Un giorno qualunque
Il mio paese é un piccolo comune con case antiche
raggruppate a casaccio sulla scogliera che sovrasta un mare oggi scontroso,
circondato dal violetto della lavanda e dall'argento degli ulivi, profumato di
fiori e salsedine, insomma quasi un paradiso chiuso nella sua modestia.

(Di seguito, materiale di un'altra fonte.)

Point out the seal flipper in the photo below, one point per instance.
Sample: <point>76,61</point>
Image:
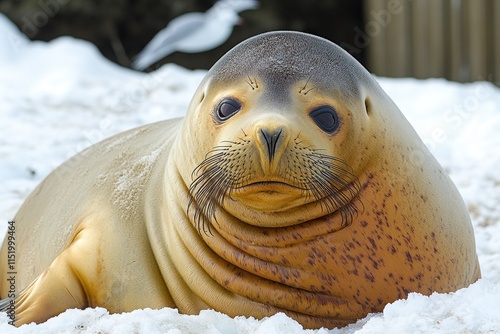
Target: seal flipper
<point>57,289</point>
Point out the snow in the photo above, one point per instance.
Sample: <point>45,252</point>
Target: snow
<point>59,97</point>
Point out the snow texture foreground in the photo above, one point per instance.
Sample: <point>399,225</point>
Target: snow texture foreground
<point>58,98</point>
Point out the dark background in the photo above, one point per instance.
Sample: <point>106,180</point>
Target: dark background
<point>121,28</point>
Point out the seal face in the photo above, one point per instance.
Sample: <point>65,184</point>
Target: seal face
<point>293,184</point>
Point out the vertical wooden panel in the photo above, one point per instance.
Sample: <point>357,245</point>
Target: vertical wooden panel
<point>476,39</point>
<point>377,49</point>
<point>438,21</point>
<point>420,38</point>
<point>496,41</point>
<point>399,51</point>
<point>455,40</point>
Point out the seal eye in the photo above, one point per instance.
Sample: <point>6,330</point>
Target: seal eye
<point>227,108</point>
<point>326,118</point>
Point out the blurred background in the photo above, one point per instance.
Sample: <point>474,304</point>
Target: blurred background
<point>454,39</point>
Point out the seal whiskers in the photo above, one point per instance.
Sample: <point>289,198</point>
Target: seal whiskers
<point>325,179</point>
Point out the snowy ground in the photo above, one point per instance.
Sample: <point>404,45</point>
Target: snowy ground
<point>57,98</point>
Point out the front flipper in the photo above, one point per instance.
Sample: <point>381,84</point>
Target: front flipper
<point>57,289</point>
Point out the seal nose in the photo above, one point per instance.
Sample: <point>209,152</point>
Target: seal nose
<point>271,138</point>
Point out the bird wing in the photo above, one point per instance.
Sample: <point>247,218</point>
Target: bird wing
<point>164,42</point>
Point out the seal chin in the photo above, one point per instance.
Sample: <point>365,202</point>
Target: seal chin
<point>269,196</point>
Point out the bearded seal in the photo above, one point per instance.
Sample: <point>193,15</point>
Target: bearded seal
<point>293,184</point>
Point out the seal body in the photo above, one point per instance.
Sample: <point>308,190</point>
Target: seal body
<point>293,184</point>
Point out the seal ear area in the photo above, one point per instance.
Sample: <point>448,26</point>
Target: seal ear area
<point>326,118</point>
<point>227,108</point>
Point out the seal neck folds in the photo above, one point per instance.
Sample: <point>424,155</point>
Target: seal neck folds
<point>263,267</point>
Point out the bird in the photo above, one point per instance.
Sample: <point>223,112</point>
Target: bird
<point>194,32</point>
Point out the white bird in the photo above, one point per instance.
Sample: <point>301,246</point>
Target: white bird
<point>194,32</point>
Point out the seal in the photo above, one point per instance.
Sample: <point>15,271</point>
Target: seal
<point>293,184</point>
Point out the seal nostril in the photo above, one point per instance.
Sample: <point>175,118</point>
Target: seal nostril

Il mio rifugio nelle giornate di primavera, quando i turisti
se ne stanno ancora a casa loro ed é possibile sedersi al tavolino di uno dei
due bar e bere un cappuccino di quelli che solo Celeste sa fare.
Oggi é una di quelle giornate. Me ne sto qui a rimuginare
sul mio mestiere di giornalista di cronaca per il giornale del comprensorio.

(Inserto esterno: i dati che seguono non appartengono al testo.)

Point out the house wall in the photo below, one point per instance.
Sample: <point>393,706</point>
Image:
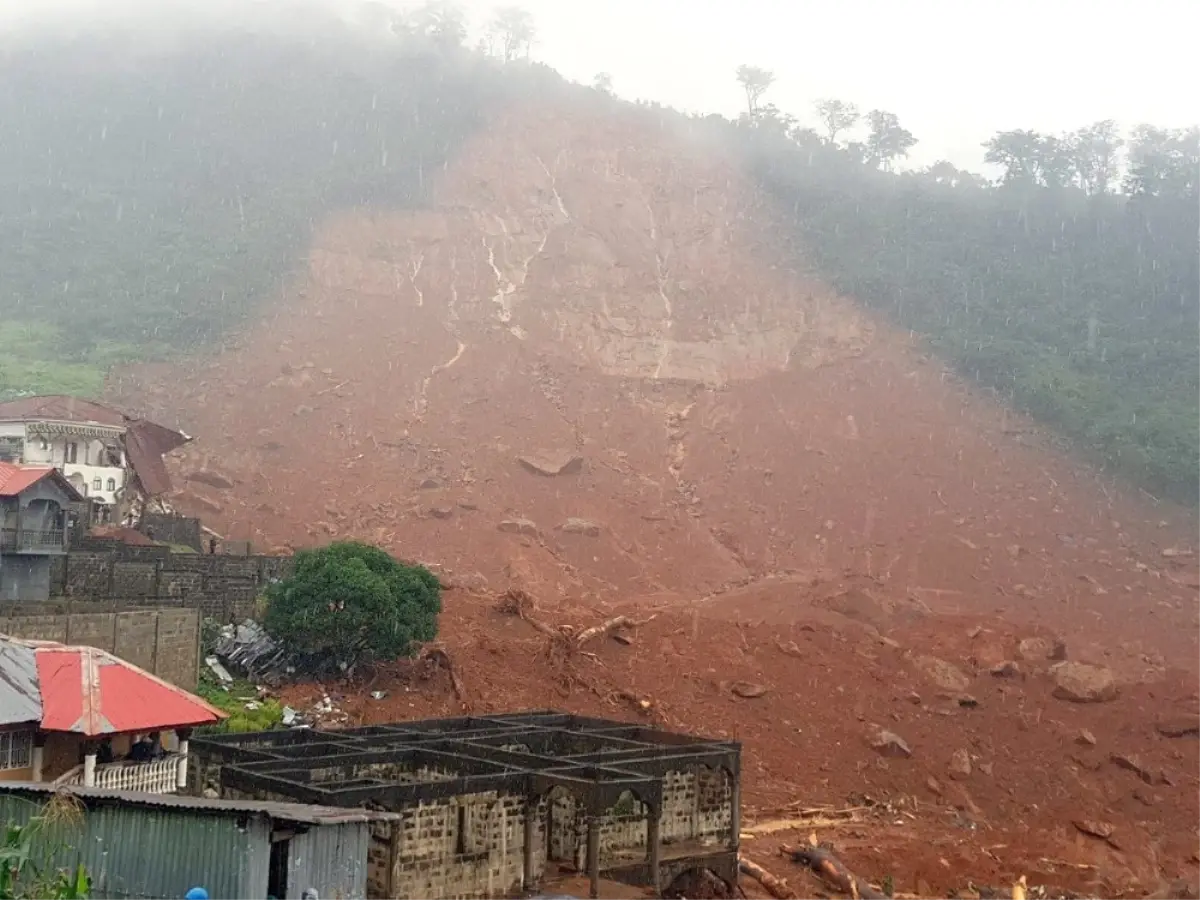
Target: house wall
<point>24,579</point>
<point>87,467</point>
<point>165,642</point>
<point>468,846</point>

Cronaca si fa per dire: qui non succede mai nulla, al massimo una lite tra
vicini per i confini dell'orto, una caduta dalla bicicletta, il Sindaco che
premia il tema più bello della scuola elementare.
Dovrei andarmene, cercare altrove la soddisfazione di
articoli scritti per quotidiani importanti, respirare lo smog della grande
città, uscire da una indaffaratissima redazione per andare a caccia di notizie
da raccontare a migliaia di lettori. Dovrei.
Ma il mio legame con questa terra mi tiene ancorato qui, con
le mie sicurezze da provinciale ed il profumo del pesto appena fatto.
-Giovanotto, o giovanotto, posso accomodarmi costì?-
Una voce imperiosa abituata a far valere le proprie ragioni,
mi scuote dai miei pensieri.
- Prego signora, si accomodi, é un piacere avere compagnia!
-
- La Celeste m'ha detto che tu sei un giornalista. E' vero?
-
Ma perché mai Celeste, di solito così schiva, oggi ha deciso
di non farsi gli affari suoi?
Affascinante la signora, anche se non più giovanissima:
cappello con ampia tesa, occhiali enormi, rossetto rosso, sigaretta tra le
dita.
- Si dovrei. Nel senso che lavoro per il giornale locale ma
ho sempre ben poco da raccontare! -
- Un reporter deve sempre raccontare anche il fatto più
banale con parole coinvolgenti, deve saper interessare il lettore, creare
l'atmosfera, trascinare le persone con sè dentro la storia! -
E già, come le coinvolgi nell'allagamento della cantina del
Giobatta che ha dimenticato il rubinetto aperto dopo aver sciacquato le
bottiglie per il vino nuovo?
- Beh, certo lei ha ragione ma vede in un paesino come
questo la vita del giornalista é davvero dura. Riempire due colonne ogni
mattina sarebbe il mio sogno ma...-
- La vita dura é quando devi scrivere sotto le bombe
americane che non guardano in faccia nessuno! Scappare dalla strada in cui
stavi passando perchè sparano ad altezza d'uomo e chi c'é c'é, vedere morire
bambini bruciati dal napalm, non poter chiudere gli occhi davanti all'inferno
che ti circonda, voltarti e trovare l'operatore che ti accompagnava
bucherellato da proiettili vaganti! -
Accidenti, si stava arrabbiando di brutto la tizia! Ma di
cosa stava parlando? Il napalm? Lo avevano usato nella guerra del Vietnam,
ormai finita da decenni, stava farneticando la mora. Intanto si era accesa
un'altra sigaretta ed aveva bevuto il mio cappuccino.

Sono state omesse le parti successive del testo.